Once we have the network, we could identify the key people based on their 'connectivity degrees', or number of links to unique individuals. Here we have isolated people who are in contact with more than one person (have a degree of more than 1) and re-clustered them into new groups.
Since each email is directional (from a specific person to a specific person), the individual relationships could be better understood by visualising as a matrix graph with people on both axes. The y-axis representing the senders and x-axis, recipients. Below is a matrix graph for people before filtering (the colors follow the same groups). Each grid point represents an existing communication from the person on the y-axis to the person on the x-axis.
We could get a better view by plottong the filtered clusters as below. The colored threads indicate communication within group, while the grey ones show communication between people across groups.
If we sort the graph by groups, we could understand the relationship within and across groups more easily. Those groups with a lot of internal communication tend to have a more symmetric shape while those those groups where a few key people send out most of the emails tend to be more asymmtric.

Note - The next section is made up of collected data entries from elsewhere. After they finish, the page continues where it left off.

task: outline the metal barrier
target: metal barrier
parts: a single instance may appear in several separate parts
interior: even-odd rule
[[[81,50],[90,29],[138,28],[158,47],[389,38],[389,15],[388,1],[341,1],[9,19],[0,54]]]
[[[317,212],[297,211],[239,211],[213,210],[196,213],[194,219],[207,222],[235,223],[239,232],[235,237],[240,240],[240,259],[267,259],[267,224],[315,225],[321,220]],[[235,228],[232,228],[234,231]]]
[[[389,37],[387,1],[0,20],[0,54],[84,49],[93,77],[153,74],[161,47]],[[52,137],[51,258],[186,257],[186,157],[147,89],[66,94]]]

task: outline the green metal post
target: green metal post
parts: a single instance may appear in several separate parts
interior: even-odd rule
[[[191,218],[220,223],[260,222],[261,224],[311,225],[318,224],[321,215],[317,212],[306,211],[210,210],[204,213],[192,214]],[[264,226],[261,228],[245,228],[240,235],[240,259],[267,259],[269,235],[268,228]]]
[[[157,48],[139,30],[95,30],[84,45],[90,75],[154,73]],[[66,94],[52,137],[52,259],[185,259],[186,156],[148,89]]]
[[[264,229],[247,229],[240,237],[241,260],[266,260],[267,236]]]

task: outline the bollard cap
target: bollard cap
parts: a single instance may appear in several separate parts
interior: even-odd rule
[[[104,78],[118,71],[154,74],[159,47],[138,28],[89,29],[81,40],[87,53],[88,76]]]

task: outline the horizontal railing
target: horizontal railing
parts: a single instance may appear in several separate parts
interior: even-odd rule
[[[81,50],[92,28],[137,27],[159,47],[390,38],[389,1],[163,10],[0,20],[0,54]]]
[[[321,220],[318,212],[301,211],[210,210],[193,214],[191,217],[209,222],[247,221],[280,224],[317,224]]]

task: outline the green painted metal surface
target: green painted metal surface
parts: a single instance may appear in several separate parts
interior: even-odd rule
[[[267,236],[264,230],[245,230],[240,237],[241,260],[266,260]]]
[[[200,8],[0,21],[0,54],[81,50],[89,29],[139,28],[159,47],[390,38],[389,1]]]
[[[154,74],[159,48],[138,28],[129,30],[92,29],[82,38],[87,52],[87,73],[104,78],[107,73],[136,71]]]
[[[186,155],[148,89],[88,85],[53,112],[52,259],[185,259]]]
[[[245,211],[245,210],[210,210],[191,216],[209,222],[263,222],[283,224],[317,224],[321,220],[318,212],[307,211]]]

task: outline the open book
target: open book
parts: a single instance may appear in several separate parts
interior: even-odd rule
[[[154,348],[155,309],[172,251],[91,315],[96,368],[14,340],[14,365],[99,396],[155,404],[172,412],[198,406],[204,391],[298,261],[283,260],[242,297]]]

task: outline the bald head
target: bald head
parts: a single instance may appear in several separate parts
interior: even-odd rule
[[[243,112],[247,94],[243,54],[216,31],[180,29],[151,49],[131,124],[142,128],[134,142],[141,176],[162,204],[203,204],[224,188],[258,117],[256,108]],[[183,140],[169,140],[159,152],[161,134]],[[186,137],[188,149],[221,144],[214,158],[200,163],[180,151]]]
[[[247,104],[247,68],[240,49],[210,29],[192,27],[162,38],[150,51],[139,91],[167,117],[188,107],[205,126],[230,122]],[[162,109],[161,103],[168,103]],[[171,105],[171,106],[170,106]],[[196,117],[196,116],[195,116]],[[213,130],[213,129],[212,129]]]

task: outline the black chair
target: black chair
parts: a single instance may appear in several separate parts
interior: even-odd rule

Some groups tend to have a high internal communication with minimum external communication, while some groups communicate well within and across several groups.
By sorting the graph based on connectivity degrees, we may identify the people who communicate with most people along with who those people are in terms of grouping and their connectivity.
It is also possible to do a similar sorting within each group to analyse who communicates most within their groups and who communicates most across.
Visualising Key People based on Connectivity
Another way to identify key people is to plot the number of emails sent or received by a person against the number of people they are in touch with. Generally, the more people a person communicates with, the more emails they will send or receive.
But as can be seen below, some people communicate a lot with just a handful of people, while a few are in communication with a lot of people, but do not communicate as much.
If we plot a similar graph using the total number of emails (sent and received), then the trend of more communication equals more connectivity is stronger.